Ни этого он не сказал, ни того, что собирался, — не успел, пожалуй, хотя мог бы выйти из конторки вместе с Подлепичем и сказать по дороге. Подлепич торопился на участок, вышел, а он остался.
Ему не понравилось настроение Подлепича: Подлепич был разочарован в своей работе — или, во всяком случае, в том, что составляло существенную часть этой работы, а он был разочарован в Подлепиче — или, во всяком случае, в том, что составляло существенную часть Подлепича.
Ему еще не понравилось, как бесцеремонно назвался тот отцом Булгака, будто возвел себя самочинно в какой-то высокий ранг, хотя достойней было бы повременить, не бросаться словами, а дождаться, когда в этот ранг возведут.

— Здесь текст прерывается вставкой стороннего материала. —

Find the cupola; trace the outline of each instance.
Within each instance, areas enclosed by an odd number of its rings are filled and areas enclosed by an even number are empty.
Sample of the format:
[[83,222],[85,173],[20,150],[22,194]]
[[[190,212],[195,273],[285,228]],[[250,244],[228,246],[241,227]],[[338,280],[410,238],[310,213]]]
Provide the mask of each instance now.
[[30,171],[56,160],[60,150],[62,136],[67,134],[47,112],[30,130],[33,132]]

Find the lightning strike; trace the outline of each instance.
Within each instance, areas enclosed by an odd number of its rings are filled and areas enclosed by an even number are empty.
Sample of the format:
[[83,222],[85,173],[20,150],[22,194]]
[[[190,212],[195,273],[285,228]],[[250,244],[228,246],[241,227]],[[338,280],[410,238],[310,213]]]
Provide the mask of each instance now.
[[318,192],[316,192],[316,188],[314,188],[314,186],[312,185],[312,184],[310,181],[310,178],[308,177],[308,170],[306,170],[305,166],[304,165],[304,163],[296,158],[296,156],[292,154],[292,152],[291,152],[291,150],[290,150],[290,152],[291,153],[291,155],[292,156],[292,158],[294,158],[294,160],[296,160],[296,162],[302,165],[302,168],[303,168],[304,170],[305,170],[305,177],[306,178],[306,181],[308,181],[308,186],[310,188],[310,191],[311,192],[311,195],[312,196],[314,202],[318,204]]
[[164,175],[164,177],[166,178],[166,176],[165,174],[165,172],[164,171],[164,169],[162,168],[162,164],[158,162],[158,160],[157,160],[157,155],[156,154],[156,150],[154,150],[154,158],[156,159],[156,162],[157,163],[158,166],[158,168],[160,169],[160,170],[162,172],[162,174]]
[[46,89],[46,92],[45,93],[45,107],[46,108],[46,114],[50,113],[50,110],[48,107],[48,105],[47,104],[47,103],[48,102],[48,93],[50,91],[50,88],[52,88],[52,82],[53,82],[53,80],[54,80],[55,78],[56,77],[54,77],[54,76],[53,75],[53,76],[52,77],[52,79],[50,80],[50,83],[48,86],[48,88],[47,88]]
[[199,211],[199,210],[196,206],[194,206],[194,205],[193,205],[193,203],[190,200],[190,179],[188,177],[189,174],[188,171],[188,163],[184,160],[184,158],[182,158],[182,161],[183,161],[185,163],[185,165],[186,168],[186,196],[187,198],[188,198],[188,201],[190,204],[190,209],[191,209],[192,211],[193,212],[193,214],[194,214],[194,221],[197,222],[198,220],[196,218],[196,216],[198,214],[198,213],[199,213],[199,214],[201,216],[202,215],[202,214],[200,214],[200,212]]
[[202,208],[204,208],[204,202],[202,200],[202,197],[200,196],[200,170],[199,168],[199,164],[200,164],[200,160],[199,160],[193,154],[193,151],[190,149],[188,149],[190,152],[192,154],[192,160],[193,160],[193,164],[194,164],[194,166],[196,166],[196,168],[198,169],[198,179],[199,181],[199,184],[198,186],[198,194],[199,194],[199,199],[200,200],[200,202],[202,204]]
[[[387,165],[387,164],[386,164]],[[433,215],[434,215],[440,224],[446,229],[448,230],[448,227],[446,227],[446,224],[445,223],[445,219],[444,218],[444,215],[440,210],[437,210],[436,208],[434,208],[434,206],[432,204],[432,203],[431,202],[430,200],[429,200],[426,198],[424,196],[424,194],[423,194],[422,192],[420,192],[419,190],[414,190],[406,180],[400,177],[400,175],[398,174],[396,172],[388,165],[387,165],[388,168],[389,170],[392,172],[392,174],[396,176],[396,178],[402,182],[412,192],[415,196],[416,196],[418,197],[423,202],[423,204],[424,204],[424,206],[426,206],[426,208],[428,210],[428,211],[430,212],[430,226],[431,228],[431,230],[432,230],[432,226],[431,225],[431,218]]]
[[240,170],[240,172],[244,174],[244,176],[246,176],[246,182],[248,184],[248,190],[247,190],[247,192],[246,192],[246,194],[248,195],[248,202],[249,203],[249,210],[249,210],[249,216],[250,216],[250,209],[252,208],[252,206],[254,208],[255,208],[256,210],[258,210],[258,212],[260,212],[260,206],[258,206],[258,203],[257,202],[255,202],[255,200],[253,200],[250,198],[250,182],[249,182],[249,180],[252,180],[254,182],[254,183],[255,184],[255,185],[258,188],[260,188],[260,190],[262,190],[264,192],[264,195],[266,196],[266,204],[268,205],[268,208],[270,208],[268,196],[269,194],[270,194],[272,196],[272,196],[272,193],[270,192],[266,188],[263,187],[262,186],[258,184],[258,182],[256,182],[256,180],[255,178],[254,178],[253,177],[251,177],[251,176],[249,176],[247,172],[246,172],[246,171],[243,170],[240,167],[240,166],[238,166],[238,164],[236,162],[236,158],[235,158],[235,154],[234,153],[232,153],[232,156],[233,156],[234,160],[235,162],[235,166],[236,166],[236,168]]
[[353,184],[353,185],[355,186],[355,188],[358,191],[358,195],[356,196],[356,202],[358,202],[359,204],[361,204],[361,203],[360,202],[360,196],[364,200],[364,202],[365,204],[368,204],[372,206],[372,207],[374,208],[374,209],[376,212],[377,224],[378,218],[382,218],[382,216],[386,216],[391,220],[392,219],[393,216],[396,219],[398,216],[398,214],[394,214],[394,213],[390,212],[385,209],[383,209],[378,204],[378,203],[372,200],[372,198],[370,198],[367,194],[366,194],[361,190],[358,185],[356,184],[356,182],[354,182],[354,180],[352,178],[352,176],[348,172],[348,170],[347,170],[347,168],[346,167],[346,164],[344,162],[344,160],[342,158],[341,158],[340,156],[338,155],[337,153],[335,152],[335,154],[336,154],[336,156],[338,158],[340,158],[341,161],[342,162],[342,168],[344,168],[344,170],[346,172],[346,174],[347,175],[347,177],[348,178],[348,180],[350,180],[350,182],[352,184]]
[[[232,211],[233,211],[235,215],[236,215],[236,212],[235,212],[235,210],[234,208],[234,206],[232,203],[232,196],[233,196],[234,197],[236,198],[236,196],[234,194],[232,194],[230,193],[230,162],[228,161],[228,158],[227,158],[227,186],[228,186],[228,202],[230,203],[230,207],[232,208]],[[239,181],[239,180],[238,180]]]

И еще не понравилось, как Подлепич ушел, оборвав разговор, словно бы это была досужая болтовня и ему, Маслыгину, от нечего делать вздумалось забрести на участок.
Он вытащил карманную памятку, где все каждодневное было расписано по часам: семинар в райкоме; беседа с пропагандистами, совещание у Старшого, — четырнадцать пунктов! Ему доставляло удовольствие к исходу дня вычеркивать в памятке пункт за пунктом, а день только начинался, и нечего было вычеркивать — разве что приписать кое-что. Он подумал о Подлепиче: сдает Юрий, явно, и если уж так, то с кем с кем, а c ним никак не сладить. Это поистине: греби не греби… Если уж Подлепич стал набиваться кому-то в близкие родственники и говорить об этом вслух — дело дрянь, никакая памятка не поможет.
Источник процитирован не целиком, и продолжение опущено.